Un rond-point décoré de drapeaux jaunes, emblèmes du mouvement pour la libération des otages israéliens retenus par le Hamas, s’est érigé dans le kibboutz de Nir Am, en Israël, le 28 septembre 2024. Un an après l’un des pires massacres de son histoire, Israël fait face aux conséquences de ses profondes divisions internes. L’union nationale qui avait prévalu suite à l’attaque du Hamas le 7 octobre 2023 a lentement cédé la place à des rivalités exacerbées. Le mécontentement des familles de victimes et d’otages à l’égard du gouvernement est palpable, poussant même à l’incompréhension lors de la commémoration de cette journée tragique.

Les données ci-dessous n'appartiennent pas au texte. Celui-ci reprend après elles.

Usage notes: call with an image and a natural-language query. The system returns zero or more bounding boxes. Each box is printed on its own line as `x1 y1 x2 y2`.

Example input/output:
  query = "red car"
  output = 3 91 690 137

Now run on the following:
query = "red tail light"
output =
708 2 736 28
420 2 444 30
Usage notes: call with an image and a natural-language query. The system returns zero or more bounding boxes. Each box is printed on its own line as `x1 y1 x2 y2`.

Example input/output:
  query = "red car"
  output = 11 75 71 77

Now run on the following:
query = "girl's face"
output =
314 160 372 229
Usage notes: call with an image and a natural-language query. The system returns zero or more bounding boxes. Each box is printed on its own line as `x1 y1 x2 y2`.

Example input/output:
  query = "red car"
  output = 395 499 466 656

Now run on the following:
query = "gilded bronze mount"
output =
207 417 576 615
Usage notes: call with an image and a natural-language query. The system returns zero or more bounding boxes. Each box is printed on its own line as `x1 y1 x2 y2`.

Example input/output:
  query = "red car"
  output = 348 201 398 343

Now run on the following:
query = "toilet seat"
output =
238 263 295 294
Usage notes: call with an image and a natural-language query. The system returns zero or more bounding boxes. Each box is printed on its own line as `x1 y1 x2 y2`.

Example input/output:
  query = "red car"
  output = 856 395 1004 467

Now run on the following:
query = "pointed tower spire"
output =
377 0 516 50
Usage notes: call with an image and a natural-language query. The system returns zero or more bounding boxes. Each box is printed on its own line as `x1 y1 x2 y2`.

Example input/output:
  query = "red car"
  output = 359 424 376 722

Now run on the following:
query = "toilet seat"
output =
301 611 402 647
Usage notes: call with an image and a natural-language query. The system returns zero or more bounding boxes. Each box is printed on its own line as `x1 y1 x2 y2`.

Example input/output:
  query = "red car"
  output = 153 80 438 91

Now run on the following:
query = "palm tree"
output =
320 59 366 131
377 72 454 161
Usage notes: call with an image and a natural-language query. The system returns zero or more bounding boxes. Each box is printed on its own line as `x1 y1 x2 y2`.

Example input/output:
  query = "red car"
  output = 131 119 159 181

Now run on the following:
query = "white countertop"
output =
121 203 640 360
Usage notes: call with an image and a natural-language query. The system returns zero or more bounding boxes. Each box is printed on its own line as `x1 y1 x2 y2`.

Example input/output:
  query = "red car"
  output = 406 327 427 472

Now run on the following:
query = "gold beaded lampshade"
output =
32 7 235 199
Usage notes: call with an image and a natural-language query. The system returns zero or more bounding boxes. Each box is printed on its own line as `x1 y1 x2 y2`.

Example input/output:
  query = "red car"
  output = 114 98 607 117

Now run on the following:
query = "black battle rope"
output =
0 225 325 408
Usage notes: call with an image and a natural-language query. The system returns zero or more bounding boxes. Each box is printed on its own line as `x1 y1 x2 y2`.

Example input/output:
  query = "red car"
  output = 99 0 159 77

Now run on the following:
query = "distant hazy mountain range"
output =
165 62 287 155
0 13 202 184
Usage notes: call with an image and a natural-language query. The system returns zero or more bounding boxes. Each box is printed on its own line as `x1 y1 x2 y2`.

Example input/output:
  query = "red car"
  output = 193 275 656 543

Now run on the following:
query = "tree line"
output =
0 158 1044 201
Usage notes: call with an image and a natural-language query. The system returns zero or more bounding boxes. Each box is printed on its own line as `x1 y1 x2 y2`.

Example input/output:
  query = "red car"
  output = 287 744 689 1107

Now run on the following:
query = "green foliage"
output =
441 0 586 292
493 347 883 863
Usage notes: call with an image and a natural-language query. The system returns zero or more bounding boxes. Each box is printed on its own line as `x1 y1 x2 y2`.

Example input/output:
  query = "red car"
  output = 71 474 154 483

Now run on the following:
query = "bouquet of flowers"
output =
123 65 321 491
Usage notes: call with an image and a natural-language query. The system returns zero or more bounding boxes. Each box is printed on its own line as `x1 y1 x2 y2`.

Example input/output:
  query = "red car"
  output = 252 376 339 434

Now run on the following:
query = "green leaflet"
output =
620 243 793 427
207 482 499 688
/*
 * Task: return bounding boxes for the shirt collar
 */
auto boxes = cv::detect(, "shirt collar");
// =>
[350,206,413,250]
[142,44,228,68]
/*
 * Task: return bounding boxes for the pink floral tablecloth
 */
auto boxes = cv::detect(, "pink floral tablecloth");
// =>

Le premier ministre, Benyamin Nétanyahou, à la tête de la coalition la plus radicale qu’ait jamais connue le pays, a désigné la ministre des Transports, Miri Regev, pour organiser la cérémonie mémorielle honoring les 1 200 victimes de l’attaque islamiste ainsi que les 251 personnes enlevées. Suite à cette désignation, annoncée le 18 août, de nombreuses familles, en particulier celles des kibboutz proches de Gaza, ont interprété cette décision comme une provocation. Historiquement ancrées à gauche, ces familles ont exprimé leur colère face à l’orientation politique de Miri Regev, figure emblématique du parti Likoud de Nétanyahou, convaincue que la droite est le gardien de l’État.
Miri Regev, connue pour ses déclarations controversées, n’hésite pas à stigmatiser des groupes marginalisés. Par le passé, elle a qualifié les immigrants illégaux soudanais de « cancer dans le corps de la nation » et s’est vantée d’être « heureuse d’être une fasciste ». Son mandat en tant que ministre de la culture, de 2015 à 2020, a été marqué par des tensions entre liberté d’expression et le financement des arts, s’en prenant notamment à l’organisation de droits humains Breaking the Silence, fondée par d’anciens militaires israéliens dénonçant les abus dans les territoires occupés.
Pour Yotam Shimriz, un membre d’un collectif représentant les localités entourant la bande de Gaza et survivant du kibboutz de Kfar Aza, la responsabilité de l’hommage ne devrait pas incomber au gouvernement. Son frère, Alon, a été tué par inadvertance par des soldats israéliens alors qu’il tentait d’échapper à ses ravisseurs. Concernant la gestion de la mémoire des victimes, il déclare fermement : « C’est le gouvernement qui était au pouvoir le 7 octobre 2023. Il n’a pas rencontré les familles, il n’a pas pris ses responsabilités, il n’a pas formé de commission d’enquête et je ne souhaite pas qu’il décide de la façon dont on se souviendra de mes amis, de la façon dont on se souviendra de mon frère », une déclaration résonnant comme un cri de désespoir face à l’inertie gouvernementale.
Le contexte actuel d’Israël, ayant témoigné d’une fracture sociale sans précédent, soulève des interrogations sur la capacité du pays à panser ses blessures tout en maintenant une unité nationale. Le souvenir des horreurs vécues le 7 octobre doit être abordé avec une profonde sensibilité, et la quête de justice pour les victimes ne peut passer par le filtre d’un pouvoir perçu comme éloigné des souffrances des familles.